One further amendment was made to § 42-607 by adding the new phrase:
“. . . so long as a duly elected watermaster is charged with the administration of the waters within a water district, no water user within such district can adversely possess the right of any other water user.”
This portion of the amendment appears to be in part a statutory enactment of the doctrine pronounced in Big Wood Canal Co. v. Chapman, supra, in which it was held that one party could not obtain a prescriptive or adverse possession right against another in and to a water right which was being administered and distributed by a water-master. However, this doctrine announced by the court in that case was done in the same paragraph as the discussion of the right of priority of adjudicated water rights over unadjudicated water rights within a water district and the duty of the watermaster to grant a preference to the adjudicated rights.

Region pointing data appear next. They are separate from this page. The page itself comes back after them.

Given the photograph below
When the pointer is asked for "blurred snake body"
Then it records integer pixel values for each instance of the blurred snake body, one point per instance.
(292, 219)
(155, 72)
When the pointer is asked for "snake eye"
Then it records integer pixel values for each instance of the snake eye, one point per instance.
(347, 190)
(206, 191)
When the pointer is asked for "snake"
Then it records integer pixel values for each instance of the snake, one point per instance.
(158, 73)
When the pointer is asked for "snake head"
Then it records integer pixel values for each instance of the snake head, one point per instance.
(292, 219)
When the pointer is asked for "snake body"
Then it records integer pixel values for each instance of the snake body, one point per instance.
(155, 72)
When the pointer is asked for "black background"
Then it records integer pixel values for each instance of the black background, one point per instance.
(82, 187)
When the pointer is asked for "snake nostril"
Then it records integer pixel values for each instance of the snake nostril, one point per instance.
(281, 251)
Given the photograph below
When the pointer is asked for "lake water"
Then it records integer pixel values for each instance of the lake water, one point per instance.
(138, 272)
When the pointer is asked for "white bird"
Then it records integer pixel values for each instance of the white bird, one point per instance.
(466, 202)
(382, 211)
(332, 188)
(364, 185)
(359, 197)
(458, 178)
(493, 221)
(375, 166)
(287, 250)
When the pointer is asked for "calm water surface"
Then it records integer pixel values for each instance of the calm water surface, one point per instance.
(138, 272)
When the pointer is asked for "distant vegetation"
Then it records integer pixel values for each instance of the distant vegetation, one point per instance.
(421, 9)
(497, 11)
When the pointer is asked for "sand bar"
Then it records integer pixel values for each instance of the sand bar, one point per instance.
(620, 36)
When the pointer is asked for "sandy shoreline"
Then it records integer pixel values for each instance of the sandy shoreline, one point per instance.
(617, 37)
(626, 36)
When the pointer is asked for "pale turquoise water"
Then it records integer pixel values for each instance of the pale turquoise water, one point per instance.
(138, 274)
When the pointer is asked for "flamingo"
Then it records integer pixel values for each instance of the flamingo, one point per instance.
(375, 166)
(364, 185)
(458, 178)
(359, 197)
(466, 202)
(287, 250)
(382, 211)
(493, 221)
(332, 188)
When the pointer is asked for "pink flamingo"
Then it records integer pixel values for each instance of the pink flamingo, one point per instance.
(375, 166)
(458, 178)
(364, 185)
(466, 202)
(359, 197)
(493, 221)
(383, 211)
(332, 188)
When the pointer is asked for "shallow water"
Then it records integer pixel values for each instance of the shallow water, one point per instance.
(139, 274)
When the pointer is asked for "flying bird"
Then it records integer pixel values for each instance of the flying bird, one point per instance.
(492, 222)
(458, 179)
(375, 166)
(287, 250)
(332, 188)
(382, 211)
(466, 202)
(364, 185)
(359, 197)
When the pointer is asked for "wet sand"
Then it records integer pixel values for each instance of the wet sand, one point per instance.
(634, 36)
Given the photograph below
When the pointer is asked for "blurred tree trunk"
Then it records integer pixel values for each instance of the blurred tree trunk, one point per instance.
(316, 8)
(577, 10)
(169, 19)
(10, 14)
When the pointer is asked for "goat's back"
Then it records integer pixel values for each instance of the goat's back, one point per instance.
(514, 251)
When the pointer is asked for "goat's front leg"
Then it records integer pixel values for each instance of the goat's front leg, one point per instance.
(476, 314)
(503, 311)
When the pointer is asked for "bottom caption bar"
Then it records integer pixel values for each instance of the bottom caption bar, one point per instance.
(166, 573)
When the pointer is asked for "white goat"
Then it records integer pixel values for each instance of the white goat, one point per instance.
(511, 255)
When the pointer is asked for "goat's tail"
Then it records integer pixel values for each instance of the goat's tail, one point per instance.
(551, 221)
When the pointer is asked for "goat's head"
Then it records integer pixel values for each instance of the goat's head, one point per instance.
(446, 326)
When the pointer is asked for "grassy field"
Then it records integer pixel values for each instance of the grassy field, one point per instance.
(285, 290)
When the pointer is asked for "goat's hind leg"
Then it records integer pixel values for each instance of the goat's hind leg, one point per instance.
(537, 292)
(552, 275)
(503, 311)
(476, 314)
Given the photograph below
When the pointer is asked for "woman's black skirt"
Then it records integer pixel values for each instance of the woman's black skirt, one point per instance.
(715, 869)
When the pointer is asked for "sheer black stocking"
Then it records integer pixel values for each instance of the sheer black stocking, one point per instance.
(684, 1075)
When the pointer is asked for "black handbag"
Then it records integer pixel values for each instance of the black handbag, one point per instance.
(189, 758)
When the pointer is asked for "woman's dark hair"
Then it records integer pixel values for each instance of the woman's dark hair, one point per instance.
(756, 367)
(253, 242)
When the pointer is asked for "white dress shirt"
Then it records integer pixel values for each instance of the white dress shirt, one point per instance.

As the 1969 amendment withdrew any jurisdiction of the watermaster over unadjudicated constitutional water rights in the water district, the legislature apparently felt it was necessary to place this doctrine in statutory form as the watermaster would no longer have any control or jurisdiction over the unadjudicated rights.
We are not unmindful of the cogent reasons expressed on behalf of defendants for the adoption of a policy which would allow the watermaster to control all of the rights in a ditch including unadjudicated use rights. However, we must accept the policy set out by the legislature in the statute, as we view it, and if this policy is not in the best interests of irrigated agriculture in the state, or if we have misinterpreted the legislative policy, there will be ample opportunity for the next session of the legislature to make any necessary changes. In the meantime, since there is nothing to indicate there are other users on Thorne Creek who would be adversely affected by the diminished water supply as a result of plaintiff’s appropriation, there is much less injury to the Boise River water system as a whole as a result of allowing plaintiff to continue to divert his five inches of water than would be to plaintiff if he were totally prevented from using any water from Thorne Creek.
The trial court correctly held that §§ 42-605 and 42-607, Idaho Code, as presently constituted, do not give the defendants any legal authority over water rights not represented by a court decree or by a permit or license issued by the Idaho Department of Reclamation and that the defendant be permanently enjoined from shutting off plaintiff’s diversion of water from Thorne Creek pursuant to §§ 42-605 and 42-607, Idaho Code. Because of this disposi*179tion it is not necessary to discuss the constitutional and other contentions of the parties.
Accordingly, we affirm, with costs to respondent.
McQUADE, C. J., DONALDSON, J., and WARD, District Judge, concur.